それでも今まで2回、あまりにしんどくて、軽い難聴になったことがある。自分としてはとても辛かったけれど、2回とも軽い難聴で済んでいる。大変丈夫な体なんだと思う。難聴の期間は具合が悪かったけれど、周りの人には事情をほとんど話さなかったし、学校も仕事も休まずに済んだ。(休んだら、休むことが気持ちよくて戻ってこられなくなりそうな気がしている。)
このドラマを見て、「パパゲーノ」という言葉を初めて知った。でも、いつか必要な時に誰かに相談したとき、「あなたみたいな人のことを、「パパゲーノ」と言うのですよ!」と、意気揚々と言われそうな気がして、なんだか気持ち悪さを感じた。
この言葉が世の中にもっと浸透したら、今まで「うつ病患者」未満で、特に名前のなかった私は「パパゲーノ」ということになるのだと思う。私の症状に名前がついてしまったことで、今後より人に相談しにくくなる気がする。LGBTQ等の問題と一緒で、「今流行ってるよね、それ」的な扱いをされる可能性が高いとわかっているから。ドラマの中でも序盤で出てきていた、「ファッション」として扱われてしまいそうだな、と思った。
どうせなら「パパゲーノ」なんて快活な雰囲気の名前にしてほしくなかった。もっともっと難しい漢字が並んでいて、深刻な雰囲気の名前を付けてほしかった。

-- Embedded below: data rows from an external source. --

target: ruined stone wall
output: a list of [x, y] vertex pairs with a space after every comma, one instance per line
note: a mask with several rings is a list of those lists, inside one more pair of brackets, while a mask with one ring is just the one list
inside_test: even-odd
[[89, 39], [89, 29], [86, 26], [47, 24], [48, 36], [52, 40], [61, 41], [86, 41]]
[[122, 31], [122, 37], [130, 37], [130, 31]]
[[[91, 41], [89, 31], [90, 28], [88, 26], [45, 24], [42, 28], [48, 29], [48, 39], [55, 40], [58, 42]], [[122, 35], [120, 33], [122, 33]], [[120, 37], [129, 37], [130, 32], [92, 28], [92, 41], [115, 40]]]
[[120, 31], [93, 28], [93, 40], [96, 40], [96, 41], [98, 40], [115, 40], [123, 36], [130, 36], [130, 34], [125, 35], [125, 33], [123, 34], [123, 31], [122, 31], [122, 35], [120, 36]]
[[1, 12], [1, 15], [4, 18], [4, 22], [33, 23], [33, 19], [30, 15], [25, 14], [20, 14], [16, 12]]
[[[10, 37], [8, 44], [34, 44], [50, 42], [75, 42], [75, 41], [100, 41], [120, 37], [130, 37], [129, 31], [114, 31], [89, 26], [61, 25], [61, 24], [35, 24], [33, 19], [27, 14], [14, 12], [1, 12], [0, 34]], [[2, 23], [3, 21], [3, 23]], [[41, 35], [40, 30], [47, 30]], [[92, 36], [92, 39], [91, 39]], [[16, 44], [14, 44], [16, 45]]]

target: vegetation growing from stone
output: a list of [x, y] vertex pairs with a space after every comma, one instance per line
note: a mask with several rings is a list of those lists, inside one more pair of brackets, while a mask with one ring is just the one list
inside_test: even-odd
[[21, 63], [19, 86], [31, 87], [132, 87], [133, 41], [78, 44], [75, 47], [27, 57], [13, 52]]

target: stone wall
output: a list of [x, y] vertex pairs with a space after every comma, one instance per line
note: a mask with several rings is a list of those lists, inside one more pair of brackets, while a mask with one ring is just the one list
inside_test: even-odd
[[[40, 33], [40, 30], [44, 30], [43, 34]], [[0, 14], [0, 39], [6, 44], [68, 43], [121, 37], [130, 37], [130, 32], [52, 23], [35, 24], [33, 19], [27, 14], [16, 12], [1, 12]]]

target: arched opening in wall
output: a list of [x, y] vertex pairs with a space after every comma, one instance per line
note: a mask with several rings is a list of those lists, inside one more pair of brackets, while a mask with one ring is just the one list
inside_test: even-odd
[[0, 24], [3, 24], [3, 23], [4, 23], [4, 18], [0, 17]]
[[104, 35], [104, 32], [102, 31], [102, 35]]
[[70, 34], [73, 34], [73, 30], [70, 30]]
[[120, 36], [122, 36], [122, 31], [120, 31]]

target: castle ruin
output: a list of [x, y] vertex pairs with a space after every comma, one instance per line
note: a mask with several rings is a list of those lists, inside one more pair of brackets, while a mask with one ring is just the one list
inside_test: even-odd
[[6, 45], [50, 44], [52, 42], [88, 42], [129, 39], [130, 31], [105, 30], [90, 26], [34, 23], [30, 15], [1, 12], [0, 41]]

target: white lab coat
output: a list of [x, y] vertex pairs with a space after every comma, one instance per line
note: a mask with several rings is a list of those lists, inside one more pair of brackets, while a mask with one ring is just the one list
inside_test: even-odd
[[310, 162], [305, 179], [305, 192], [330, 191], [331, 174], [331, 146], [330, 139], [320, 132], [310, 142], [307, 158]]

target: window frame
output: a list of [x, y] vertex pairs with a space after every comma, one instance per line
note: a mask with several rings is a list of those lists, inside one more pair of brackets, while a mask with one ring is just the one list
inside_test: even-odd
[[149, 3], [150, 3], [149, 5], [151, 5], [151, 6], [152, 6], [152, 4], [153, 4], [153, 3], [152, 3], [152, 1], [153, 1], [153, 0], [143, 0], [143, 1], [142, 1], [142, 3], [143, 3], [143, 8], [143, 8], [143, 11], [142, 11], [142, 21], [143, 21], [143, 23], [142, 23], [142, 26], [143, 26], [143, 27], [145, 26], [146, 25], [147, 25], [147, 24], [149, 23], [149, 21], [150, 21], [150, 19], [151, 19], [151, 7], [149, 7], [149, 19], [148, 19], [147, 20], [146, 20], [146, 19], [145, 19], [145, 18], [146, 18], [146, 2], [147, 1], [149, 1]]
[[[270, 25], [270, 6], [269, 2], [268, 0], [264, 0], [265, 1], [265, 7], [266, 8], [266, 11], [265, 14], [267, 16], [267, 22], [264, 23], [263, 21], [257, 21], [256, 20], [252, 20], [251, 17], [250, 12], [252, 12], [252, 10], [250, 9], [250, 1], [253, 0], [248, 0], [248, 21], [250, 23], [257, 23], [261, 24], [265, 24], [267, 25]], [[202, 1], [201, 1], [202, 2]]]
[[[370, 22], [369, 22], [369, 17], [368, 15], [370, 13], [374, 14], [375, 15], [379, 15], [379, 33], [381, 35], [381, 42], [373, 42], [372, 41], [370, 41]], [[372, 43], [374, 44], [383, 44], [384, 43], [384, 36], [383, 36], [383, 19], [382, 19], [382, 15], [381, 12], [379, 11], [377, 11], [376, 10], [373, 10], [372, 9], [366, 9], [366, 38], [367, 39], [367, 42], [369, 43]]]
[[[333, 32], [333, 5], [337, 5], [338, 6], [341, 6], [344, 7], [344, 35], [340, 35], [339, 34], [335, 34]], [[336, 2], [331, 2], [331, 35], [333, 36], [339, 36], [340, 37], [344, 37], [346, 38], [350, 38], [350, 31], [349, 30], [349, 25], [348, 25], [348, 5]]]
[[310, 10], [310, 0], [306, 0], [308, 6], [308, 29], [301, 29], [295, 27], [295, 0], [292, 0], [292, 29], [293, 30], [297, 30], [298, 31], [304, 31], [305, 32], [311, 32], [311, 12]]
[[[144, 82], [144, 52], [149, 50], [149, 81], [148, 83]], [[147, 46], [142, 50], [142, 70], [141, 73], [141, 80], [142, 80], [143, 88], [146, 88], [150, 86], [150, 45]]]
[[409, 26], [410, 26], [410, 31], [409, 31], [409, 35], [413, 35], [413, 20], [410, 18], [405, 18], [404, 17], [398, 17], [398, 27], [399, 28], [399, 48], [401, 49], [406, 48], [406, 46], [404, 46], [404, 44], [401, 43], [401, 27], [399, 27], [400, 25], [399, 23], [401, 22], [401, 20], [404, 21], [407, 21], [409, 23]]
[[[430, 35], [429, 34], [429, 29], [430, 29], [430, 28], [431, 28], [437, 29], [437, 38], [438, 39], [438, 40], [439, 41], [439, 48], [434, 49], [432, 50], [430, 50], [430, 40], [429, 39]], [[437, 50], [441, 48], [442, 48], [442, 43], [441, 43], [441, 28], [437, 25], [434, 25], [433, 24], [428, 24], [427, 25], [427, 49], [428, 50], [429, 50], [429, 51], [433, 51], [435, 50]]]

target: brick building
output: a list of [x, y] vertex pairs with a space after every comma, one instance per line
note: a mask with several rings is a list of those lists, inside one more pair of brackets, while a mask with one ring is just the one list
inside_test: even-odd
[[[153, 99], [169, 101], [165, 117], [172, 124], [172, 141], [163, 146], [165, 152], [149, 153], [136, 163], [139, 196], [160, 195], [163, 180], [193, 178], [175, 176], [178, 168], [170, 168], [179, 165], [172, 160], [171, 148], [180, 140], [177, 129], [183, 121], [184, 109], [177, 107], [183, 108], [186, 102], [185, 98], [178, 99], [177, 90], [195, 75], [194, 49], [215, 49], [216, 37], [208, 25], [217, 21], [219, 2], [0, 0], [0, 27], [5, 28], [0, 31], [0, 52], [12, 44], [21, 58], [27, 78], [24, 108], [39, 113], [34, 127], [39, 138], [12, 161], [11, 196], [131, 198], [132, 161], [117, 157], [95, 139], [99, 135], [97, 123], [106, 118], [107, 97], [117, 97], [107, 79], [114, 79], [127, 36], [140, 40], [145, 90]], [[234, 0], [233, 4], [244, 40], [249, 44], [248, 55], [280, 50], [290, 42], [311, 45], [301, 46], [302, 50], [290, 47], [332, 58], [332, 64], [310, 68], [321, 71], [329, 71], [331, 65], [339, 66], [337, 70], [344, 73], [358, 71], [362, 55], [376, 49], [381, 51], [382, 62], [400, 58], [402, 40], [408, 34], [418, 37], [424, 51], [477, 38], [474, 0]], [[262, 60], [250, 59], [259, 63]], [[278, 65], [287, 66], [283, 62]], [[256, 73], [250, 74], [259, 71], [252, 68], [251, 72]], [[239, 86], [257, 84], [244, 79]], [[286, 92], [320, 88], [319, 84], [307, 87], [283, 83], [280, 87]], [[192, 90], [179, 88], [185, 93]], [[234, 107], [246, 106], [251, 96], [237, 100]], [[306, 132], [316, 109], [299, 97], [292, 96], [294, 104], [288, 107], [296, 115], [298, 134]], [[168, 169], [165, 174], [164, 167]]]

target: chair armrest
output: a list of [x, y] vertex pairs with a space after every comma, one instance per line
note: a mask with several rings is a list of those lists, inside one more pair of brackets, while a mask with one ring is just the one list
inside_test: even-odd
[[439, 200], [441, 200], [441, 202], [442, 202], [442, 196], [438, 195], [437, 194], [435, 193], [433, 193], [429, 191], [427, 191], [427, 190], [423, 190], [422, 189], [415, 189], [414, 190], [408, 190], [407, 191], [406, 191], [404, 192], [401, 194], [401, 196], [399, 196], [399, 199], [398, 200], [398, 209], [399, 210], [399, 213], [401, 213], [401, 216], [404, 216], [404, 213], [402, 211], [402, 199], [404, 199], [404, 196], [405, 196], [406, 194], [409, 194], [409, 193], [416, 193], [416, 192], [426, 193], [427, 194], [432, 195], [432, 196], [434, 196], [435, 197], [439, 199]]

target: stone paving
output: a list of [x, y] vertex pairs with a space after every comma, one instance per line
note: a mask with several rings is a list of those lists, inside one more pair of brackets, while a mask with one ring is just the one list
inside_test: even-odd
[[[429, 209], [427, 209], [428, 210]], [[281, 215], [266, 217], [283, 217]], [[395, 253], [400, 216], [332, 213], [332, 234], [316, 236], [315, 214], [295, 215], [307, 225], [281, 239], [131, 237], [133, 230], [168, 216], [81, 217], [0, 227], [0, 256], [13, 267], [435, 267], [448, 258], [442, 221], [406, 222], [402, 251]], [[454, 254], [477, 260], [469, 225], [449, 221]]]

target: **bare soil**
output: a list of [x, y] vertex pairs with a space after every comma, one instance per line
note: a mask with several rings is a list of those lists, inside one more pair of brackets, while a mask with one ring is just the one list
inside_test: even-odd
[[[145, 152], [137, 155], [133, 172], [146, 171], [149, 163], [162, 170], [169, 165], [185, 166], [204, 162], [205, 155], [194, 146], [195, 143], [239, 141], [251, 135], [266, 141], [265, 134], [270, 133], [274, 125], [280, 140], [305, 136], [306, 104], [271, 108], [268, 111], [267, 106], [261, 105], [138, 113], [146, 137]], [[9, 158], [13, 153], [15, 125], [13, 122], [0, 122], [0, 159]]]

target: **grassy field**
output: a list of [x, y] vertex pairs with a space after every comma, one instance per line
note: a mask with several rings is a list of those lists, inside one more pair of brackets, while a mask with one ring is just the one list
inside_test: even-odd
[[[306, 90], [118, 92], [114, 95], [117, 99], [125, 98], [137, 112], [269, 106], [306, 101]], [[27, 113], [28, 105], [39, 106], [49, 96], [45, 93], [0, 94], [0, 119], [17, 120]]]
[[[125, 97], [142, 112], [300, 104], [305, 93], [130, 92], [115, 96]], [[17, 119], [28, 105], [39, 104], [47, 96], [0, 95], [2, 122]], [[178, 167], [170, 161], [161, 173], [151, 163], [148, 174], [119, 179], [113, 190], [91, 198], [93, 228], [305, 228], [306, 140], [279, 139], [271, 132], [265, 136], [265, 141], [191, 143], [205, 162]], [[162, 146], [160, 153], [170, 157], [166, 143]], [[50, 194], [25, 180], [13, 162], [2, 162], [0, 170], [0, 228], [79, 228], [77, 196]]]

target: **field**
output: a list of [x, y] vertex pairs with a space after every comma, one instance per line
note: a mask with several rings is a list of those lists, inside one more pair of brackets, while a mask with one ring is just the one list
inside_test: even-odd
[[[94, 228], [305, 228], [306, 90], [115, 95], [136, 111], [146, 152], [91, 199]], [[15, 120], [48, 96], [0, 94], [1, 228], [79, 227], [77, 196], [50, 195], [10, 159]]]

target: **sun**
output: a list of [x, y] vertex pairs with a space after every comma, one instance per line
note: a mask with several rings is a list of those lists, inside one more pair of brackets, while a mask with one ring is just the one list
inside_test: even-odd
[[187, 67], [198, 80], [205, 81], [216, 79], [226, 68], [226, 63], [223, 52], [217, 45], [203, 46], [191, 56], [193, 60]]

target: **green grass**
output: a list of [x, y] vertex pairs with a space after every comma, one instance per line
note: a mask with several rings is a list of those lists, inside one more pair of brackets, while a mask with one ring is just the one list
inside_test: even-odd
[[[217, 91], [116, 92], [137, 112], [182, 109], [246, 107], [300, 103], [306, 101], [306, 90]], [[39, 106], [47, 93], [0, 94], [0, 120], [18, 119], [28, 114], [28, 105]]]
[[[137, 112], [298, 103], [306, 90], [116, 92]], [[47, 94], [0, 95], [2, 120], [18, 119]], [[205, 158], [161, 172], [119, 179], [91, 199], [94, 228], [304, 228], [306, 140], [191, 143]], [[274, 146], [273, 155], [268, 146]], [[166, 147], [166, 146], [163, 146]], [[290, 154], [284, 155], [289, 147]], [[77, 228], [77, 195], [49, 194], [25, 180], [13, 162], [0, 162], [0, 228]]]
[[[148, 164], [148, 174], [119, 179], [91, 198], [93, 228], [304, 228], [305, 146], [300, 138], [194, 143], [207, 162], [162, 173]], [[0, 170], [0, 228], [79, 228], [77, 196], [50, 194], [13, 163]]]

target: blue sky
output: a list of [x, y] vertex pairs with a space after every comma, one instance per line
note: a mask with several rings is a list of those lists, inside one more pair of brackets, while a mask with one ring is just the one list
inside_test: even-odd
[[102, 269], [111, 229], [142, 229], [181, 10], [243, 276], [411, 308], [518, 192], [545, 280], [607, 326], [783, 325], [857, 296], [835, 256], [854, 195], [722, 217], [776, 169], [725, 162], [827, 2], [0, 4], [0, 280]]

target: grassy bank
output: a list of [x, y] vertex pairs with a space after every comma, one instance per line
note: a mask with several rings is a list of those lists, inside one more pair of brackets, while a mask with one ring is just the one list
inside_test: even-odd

でも、「こうした経験を持つ人のライフストーリーには、つらい状況にある人を思いとどまらせる抑止力“パパゲーノ効果”があるとされている。」という説には納得している。実際、ドラマ内で印象的な言葉がいくつかあった。
ホームレスの登場人物が言っていた「僕は(社会に対して)出入り自由なんだよ」という言葉は、どこまで現実味があるかということは置いておいて、大変心強かった。
一方、仕事を辞めた主人公達に対し、「辛い時、いかに踏ん張れるかが、結局は楽しさにつながるんじゃないか」的な話をしていた、仕事ができない妻子持ちのサラリーマンの話にも一理あるなと思えた。一時の辛さを、逃げることで回避した先に何か良いことや解決策が見つかるとは限らないから。
しぶとく生きるぞ
このドラマを観て、何か考えが変わったか、元気が出たかと問われたら、はい、とは言えない。けれど、自分のこれからの生き延び方を考えるきっかけにはなった。
好きな芸人さんが、今年M-1ラストイヤーを迎える。
ドラマを見終わった後、なんとなく開いたTwitterで、ランジャタイがエントリー報告の投稿をしていた。
少なくとも今の私は、ランジャタイのM-1ラストイヤーを見届けなければならない!
ドラマに出てきた競輪のお姉さんのように、ちょっと先の楽しみを持ち続けながら、ぬるりぬるりとしぶとく生活を続けようと思う。